Nvidia, la plus grande capitalisation boursière de Wall Street, qui a brièvement dépassé les 5000 G$ US de capitalisation, a connu des difficultés ce mois-ci, perdant plus de 10 % sur l’indice élargi S&P 500 le 18 novembre. L’action affichait une hausse d’environ 6 % le 20 au matin.
Les analystes suivent de près l’évolution du titre, y voyant un indicateur potentiel de la performance future du secteur de l’IA, car d’autres entreprises dépendent des puces Nvidia pour accélérer leurs propres développements dans ce domaine.
Si les actions liées à l’IA connaissent une forte croissance depuis des années, l’inquiétude grandit quant à la rentabilité des investissements massifs dans ce secteur, qui pourraient ne pas être à la hauteur des attentes.
D’autres acteurs du secteur ont également minimisé ces inquiétudes lors de la conférence de mercredi. François Chadwick, directeur financier de la société technologique torontoise Cohere, a comparé la demande en IA à un « battement de tambour constant ».
« Il y a un réel besoin », a soutenu François Chadwick lors d’une entrevue, ajoutant qu’aux débuts d’internet, certaines entreprises technologiques « développaient des choses dont personne n’avait vraiment besoin ni envie ».
« Actuellement, la demande et le besoin sont bien présents.
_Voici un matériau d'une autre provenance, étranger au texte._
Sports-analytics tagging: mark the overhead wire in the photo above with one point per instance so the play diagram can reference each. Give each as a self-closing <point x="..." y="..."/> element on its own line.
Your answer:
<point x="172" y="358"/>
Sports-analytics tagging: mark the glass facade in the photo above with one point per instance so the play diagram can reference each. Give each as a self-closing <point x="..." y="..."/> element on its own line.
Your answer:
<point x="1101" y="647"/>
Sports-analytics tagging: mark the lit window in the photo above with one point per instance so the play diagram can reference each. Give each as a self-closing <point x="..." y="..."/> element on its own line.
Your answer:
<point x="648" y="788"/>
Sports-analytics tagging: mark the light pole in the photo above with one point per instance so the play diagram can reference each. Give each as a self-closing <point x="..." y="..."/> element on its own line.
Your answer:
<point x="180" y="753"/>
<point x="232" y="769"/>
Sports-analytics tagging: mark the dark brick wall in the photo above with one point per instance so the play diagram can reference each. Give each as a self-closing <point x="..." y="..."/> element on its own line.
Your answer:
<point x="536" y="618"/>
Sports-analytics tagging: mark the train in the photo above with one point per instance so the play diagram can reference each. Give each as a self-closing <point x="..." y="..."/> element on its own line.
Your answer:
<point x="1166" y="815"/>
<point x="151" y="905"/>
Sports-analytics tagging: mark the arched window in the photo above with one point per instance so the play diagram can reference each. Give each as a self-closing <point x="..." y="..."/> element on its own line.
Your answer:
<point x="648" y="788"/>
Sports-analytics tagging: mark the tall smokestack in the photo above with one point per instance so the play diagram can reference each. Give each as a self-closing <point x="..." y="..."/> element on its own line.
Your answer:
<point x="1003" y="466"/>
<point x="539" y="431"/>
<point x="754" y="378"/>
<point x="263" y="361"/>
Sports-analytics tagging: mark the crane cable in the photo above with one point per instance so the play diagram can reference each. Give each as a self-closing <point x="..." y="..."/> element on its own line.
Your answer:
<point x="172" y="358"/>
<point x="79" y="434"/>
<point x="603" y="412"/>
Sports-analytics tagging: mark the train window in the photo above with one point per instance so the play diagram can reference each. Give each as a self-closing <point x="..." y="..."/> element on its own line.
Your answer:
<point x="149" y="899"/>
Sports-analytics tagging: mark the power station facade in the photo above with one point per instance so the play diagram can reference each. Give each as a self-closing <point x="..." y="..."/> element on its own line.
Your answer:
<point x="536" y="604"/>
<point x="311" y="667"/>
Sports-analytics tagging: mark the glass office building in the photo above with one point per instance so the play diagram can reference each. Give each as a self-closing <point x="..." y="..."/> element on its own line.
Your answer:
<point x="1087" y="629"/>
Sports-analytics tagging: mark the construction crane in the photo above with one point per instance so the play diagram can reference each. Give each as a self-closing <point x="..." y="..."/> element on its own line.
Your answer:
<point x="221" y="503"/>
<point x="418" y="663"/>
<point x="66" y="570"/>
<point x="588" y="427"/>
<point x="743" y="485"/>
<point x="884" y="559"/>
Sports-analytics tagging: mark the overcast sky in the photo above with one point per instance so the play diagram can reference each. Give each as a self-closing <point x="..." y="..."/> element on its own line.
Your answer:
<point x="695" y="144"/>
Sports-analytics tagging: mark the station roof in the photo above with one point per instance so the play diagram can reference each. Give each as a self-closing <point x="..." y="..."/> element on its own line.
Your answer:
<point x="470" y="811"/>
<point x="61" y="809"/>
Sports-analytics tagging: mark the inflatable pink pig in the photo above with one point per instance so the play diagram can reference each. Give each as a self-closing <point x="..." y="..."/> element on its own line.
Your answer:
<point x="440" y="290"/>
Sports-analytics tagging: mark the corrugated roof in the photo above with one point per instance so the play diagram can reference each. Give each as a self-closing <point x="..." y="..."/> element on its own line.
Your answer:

Entreprises, gouvernements, tous réclament cette technologie », a-t-il précisé.
Des gagnants et des perdants
Cependant, cela ne signifie pas que tous les investissements dans l’IA seront forcément fructueux, prévient Tom Gillis, vice-président principal et directeur général de l’infrastructure et de la sécurité chez Cisco.
Avec une telle transformation, il y aura forcément des gagnants et des perdants, croit-il.
« Certains prendront un risque et feront un pari qui s’avérera erroné, a avancé M. Gillis. Mais pensez-vous vraiment qu’il y aura un revirement de situation, du genre : “Finalement, l’IA n’est pas si utile” ? Il suffit d’utiliser une messagerie instantanée pour s’en convaincre. (…) Elle est extrêmement précieuse et justifie donc des investissements importants pour impulser ce changement. »
Seules 8 % des organisations canadiennes sont considérées comme « prêtes pour l’IA », d’après une étude publiée le mois dernier.
Selon l’indice de préparation à l’IA de Cisco, près des trois quarts des entreprises interrogées au Canada prévoient de déployer des agents d’IA et 34 % s’attendent à ce qu’ils travaillent aux côtés de leurs employés d’ici un an. Toutefois, rares sont celles qui disposent de l’infrastructure sécurisée nécessaire pour les soutenir.
Celles qui sont pleinement préparées ont 50 % plus de chances d’en constater les avantages concrets.
Kevin Deierling a décrit le Canada comme étant « en avance sur la recherche, mais en retard sur le déploiement » en matière d’utilisation de l’IA.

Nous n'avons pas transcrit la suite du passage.